For most of my adult life, I’ve walked around trying to draw myself inward so I’d attract as little attention as possible. The very idea of making smalltalk with a stranger in an elevator would make me break out in nervous sweats. My introvert tendencies are never more in control than when I’m out and about.
But I don’t want to be like that anymore. I made a conscious choice to stretch my comfort zones (and to roll with it as best I can when they’re stretched for me). I’ve started smiling at strangers and looking them in the eye, talking louder, and chatting with people in public because I want to open myself, to take up the space in the world that I deserve. And the more I do it, the better it feels; the better it feels, the more I do it.
Which is not to say I’m “over it” – I’m still an introvert. INFJ 4 Lyfe. But it’s a mark of how much I’ve grown that I could look Apple Dude in the eye, much less have a conversation or allow him to do me a favour. Even in that moment, I was proud of myself for letting it happen.

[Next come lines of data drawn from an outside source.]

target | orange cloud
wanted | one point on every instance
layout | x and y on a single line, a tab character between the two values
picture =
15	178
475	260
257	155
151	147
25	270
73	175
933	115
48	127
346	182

The rush of connecting with a complete stranger in a positive, happy-making way is so unfamiliar to me as to be new, and each time I do it, I get all tingly. Walking away from an encounter like this, I’m inevitably smiling hugely and feeling like all’s right with the world. The power of touching someone else and getting such brilliant energy back just floors me.
As a sweet friend once told me, “It’s amazing how kind we can be to each other when we allow a little trust out.”